# CS435 Term Project

## Analyze Crime Rates to Help Mitigate Crimes in Chicago

Team Members: Jimit Bhalavat, Logan Cuccia, Kyle Cummings, Mike Peyton

### Description

Chicago was once a pillar of prosperity and trade where companies housed their headquarters, where business partners formed coalitions, and where impactful business decisions were made. Today, it is still a major capital for trade, and some areas are very prosperous. Other sectors are rampant with crime, murder, theft, break-ins, and kidnappings. The crimes within some Chicago districts are so high that officers often don’t know whether they will return home that day to their families. Although there are countless factors contributing to the growing crime rate and law enforcement procedures, crimes are overwhelmingly complex and have to do with politics, state, and local government actions. The question arises how has crime changed over the years? Is it possible to predict where or when a crime will be committed? Which areas of the city have evolved over this time span?

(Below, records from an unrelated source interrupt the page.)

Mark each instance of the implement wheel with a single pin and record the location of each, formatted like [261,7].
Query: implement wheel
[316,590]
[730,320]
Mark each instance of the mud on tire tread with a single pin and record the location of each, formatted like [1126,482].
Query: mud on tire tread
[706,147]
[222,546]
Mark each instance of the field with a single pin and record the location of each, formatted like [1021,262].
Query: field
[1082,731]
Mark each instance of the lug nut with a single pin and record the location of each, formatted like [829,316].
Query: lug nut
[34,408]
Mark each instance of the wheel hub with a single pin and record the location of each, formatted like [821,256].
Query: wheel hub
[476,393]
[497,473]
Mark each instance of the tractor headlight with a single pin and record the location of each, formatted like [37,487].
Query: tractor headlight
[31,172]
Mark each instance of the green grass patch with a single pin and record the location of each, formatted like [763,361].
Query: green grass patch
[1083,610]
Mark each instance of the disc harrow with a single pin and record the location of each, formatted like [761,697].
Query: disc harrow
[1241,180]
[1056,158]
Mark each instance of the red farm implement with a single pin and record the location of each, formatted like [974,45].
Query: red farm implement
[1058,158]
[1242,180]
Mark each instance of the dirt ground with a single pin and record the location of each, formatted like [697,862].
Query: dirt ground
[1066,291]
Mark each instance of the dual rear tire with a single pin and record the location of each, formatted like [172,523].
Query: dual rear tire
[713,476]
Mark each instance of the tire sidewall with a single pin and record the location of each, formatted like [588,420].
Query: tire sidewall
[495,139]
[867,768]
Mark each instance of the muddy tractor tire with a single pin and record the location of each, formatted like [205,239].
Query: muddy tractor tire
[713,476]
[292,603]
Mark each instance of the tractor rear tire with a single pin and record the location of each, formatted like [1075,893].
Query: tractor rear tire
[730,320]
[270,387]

The goal of this project is to tackle how we can use data from these crimes to potentially stop them from becoming so frequent. It will also provide data summarizations such as the location and frequency of the crimes, and the nature of the crimes which can ultimately help mitigate crimes and help law enforcement agencies pinpoint where these crimes are more likely to occur, and which districts should have a higher abundance of police officers. This information can not only save the lives of citizens but also police officers who risk their lives every day to better their communities. It also ensures that these criminals have a higher likelihood of being caught since so many crimes in these districts go unsolved. The dataset contains attributes such as date, coordinates of the incident, district, the nature of the crime, etc. We will attempt to use these attributes to generate summarizations that will assist in the fight against crime as well as assist in the city’s economic future. 

### Goal of the Project

In order to solve this problem and help aid law enforcement agencies in Chicago, we will aim to analyze this dataset and run a variety of different processing techniques and models in order to interpret results and answer the questions mentioned above. This dataset is large and contains various attributes, so it is complex to analyze through normal methods. In order to process this data effectively and efficiently, we will use MapReduce to process the data and provide numerical summarizations such as the accuracy rates of prediction through Neural Networks, Random Forests, and K Means clustering. Other numerical summarizations will include the proportions of arrests made by the crimes committed, whether the trends in crimes have increased over the years, and if yes, what crimes are more likely to be committed. 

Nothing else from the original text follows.